Wednesday 29 May 2013

Nuclear Power, Centralized Power

Once upon a time people gathered their own fuel. This might be wood and bushes from the nearby forest, or deposits of peat or coal, but the necessary material for making fire was never far away.
By Tudor times in England there was a serious shortage of firewood, and coal began to be mined extensively and commercially.
Perhaps, more than anything, it was this development, the use of coal, and the commercialization of fuel, that was the key moment in England's path towards the Industrial Revolution. For it was King Coal and the existence of a commercial society with independent and engaged producers that sparked the mechanical discoveries that created the modern world.
Fuel production was taken out of the immediate sphere of the individual and the family and the village. From now on fuel needed to be bought.
As time went by, coal mines were less and less profitable, and the miners themselves wanted more money. Miners, being the ones who produced the fuel, also gained a power to paralyse the country with their strikes.
It was unacceptable to Authority that groups of working men should share in their power.
The State will never accept alternative centres of power. Be it trade union power, local power, ecclesiastical power, individual power, it is only tolerated on sufferance till the day it can be destroyed. Destruction of independent life is the aim of the State. The hierarchical imperative requires conquest, demands destruction.

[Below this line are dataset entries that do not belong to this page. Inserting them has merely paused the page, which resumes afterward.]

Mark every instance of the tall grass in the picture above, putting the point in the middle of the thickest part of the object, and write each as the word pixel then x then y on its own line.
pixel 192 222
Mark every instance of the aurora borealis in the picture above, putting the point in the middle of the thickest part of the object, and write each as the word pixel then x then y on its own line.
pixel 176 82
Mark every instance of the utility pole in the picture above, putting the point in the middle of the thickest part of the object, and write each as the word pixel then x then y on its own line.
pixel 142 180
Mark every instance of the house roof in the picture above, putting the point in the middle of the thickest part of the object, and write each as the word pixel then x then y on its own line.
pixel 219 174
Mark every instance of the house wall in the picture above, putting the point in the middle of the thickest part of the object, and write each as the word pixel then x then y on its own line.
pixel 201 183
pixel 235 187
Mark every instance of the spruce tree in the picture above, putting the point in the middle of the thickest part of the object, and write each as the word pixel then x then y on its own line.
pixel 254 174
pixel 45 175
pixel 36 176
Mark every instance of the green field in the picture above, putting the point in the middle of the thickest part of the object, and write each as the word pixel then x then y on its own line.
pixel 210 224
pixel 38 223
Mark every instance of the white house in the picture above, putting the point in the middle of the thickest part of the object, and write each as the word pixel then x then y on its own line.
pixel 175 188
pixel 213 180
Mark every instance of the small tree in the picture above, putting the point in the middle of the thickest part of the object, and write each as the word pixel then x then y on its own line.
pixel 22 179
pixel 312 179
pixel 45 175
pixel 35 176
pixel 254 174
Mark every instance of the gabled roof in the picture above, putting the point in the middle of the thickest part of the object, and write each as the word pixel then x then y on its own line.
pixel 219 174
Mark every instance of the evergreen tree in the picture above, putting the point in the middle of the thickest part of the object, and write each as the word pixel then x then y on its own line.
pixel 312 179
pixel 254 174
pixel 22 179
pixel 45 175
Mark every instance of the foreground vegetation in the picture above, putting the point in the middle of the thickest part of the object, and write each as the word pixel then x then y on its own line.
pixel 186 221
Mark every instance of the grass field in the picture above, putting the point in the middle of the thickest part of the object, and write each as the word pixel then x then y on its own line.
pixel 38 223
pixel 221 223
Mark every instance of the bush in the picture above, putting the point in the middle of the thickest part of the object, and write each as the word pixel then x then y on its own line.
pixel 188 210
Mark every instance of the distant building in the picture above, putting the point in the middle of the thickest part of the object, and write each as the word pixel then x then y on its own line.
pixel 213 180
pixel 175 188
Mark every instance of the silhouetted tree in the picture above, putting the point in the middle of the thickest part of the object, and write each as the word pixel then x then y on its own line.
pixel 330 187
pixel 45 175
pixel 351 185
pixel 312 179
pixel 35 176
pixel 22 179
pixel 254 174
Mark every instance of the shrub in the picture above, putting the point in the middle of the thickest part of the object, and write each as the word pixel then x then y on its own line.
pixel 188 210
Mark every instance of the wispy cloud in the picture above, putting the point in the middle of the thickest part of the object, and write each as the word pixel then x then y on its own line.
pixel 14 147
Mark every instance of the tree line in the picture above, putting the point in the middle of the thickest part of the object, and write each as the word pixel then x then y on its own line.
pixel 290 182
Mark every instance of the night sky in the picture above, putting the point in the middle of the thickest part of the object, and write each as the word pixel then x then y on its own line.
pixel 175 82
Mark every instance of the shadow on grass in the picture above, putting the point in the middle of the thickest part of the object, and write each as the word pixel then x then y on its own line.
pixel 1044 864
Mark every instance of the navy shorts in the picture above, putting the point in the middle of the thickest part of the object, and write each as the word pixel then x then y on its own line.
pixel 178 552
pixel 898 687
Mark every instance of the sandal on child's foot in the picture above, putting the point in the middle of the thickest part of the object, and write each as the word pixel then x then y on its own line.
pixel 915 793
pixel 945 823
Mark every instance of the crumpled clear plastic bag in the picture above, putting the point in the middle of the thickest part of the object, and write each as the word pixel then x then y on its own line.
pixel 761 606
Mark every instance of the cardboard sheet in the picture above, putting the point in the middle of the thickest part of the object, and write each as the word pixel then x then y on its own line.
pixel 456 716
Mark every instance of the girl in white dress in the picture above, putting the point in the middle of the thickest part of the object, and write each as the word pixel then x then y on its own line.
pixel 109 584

The history of the twentieth century is the history of the destruction of working class power, and the history of fuel in England is no exception to this.
Oil was a godsend to the Hierarchs. After the labour troubles of the Edwardian era, the First Lord of the Admiralty, Churchill, changed the Royal Navy from coal power to oil.
In the Sixties coal began to be replaced by North Sea Gas in homes.
The production of fuel was kept ever further from the grasp of ordinary people.
At the same time Nuclear Power was introduced.
Nuclear Power is the ultimate totalitarian power. It is so dangerous that it can only be organized by a permanent, unchangeable bureaucracy, and a merciless army.
With Nuclear Power, civil unrest and war become unthinkable. The centralization of power in all its meanings becomes imperative.    
The hoovering up of power into one vast desert nuclear state can only have one result.